I cannot emphasize enough how un-iconic this book is. I seriously doubt anyone has ever been planning a game and thought, "hold up, I really need the stats for a devete and a khargra and can't go any farther until I have them, why, oh why weren't they in the first Monster Manual?" At best, this is a book you flip through and say, "why not?"

Which isn't actually a bad thing to be. There's a real sense of discovery here, and I quite enjoyed the sensation of never knowing what was going to be on an upcoming page. However, there was a reason I never suspected its existence prior to being blindsided by its entry on Amazon. Unlike the inner planes, ethereal, and astral books it supplements, it wasn't even obligatory. Its strangeness doesn't fill in the setting's noticeable gaps so much as emphasize how rote those gaps were to begin with. The opening line for the ooze sprite entry sums it up "Is every creature that hails from the plane of Ooze just a big joke?"
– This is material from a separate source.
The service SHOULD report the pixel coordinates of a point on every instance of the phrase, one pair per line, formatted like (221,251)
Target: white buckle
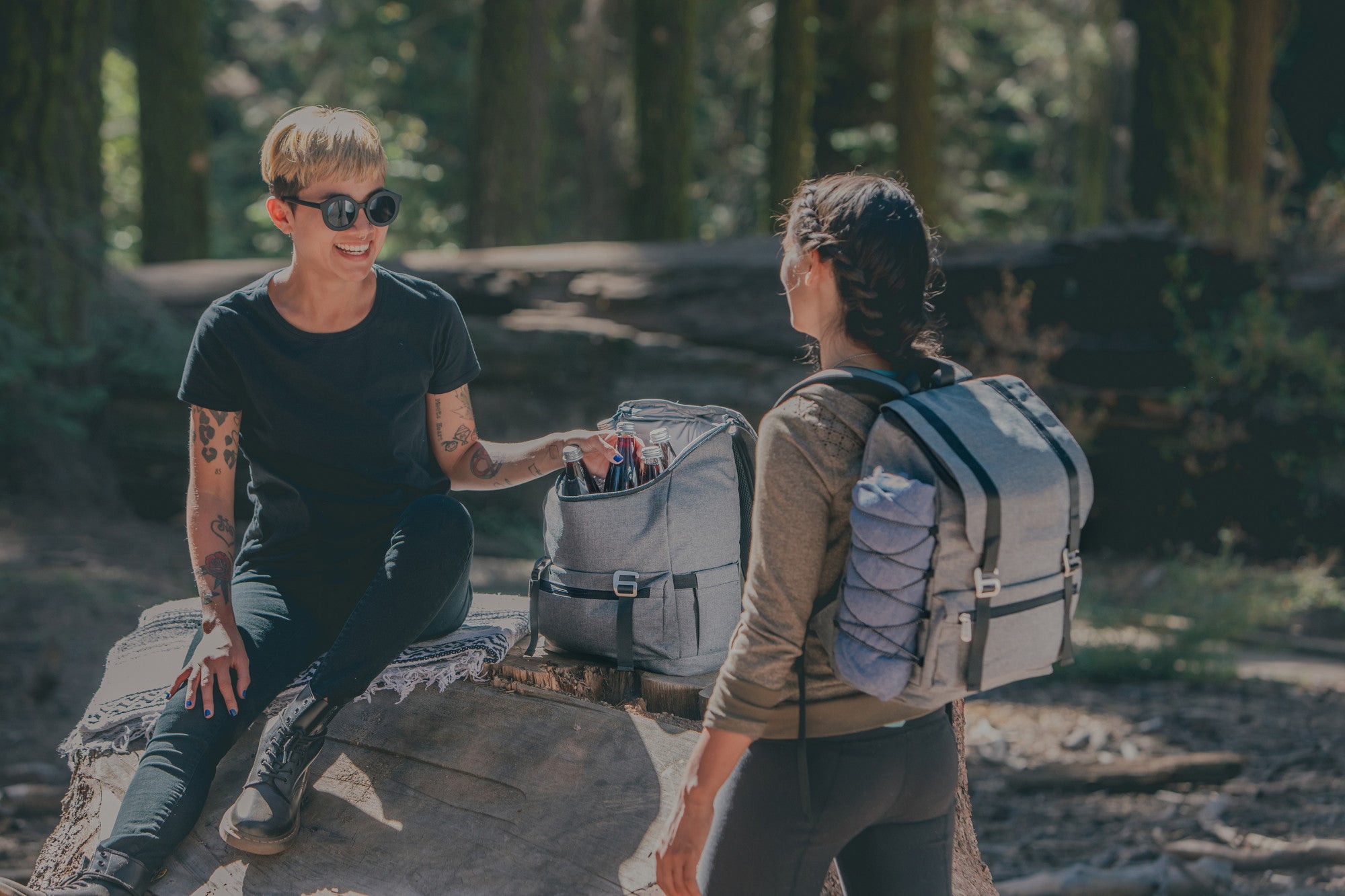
(1071,563)
(987,585)
(625,579)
It's a rhetorical question, but it gets at the heart of the issue - did Planescape even want to incorporate the inner planes? For all of its virtues, this book does not offer compelling evidence that the answer was "yes."

Ukss Contribution: I say, even as this proves to be one of the more difficult Ukss entries to narrow down. I really liked a lot of the individual entries, precisely because they were just pointless noodling. No one's yearning for the Garmorm, a mind-absorbing worm-like creature that grows multiple humanoid mouths in grotesque imitation of its victims, the better to sing its warlike chants in harmony with itself, but it's going to be a memorable encounter.

My favorite of these inexplicable one-offs was the Ravid. Despite featuring the unfortunate line, "Would you rather face a creature of negative energy that wants to drain you or a beast of positive energy that wants to pump you full of life," it's actually a pretty fun creature - a more or less benign floating snake thing that causes absolute havoc wherever it goes by having an aura that brings inanimate objects to life. It isn't really intelligent enough to understand the chaos it causes, but it does like to see things move, so it's constantly on the lookout for new objects to animate, all the while avoiding the already-living creatures that seem to resent its presence. So really, it's a single creature that is multiple encounters all by itself. PCs are most likely to stumble upon the aftermath of its passage and then be compelled to solve this mystery before things get totally out of hand.

I love it, because this is what I think gods should be like - miraculous power, wielded in innocence. Changing the world just by existing within it. Having a tread too heavy for ordinary reality to bear. This is definitely something I can work with.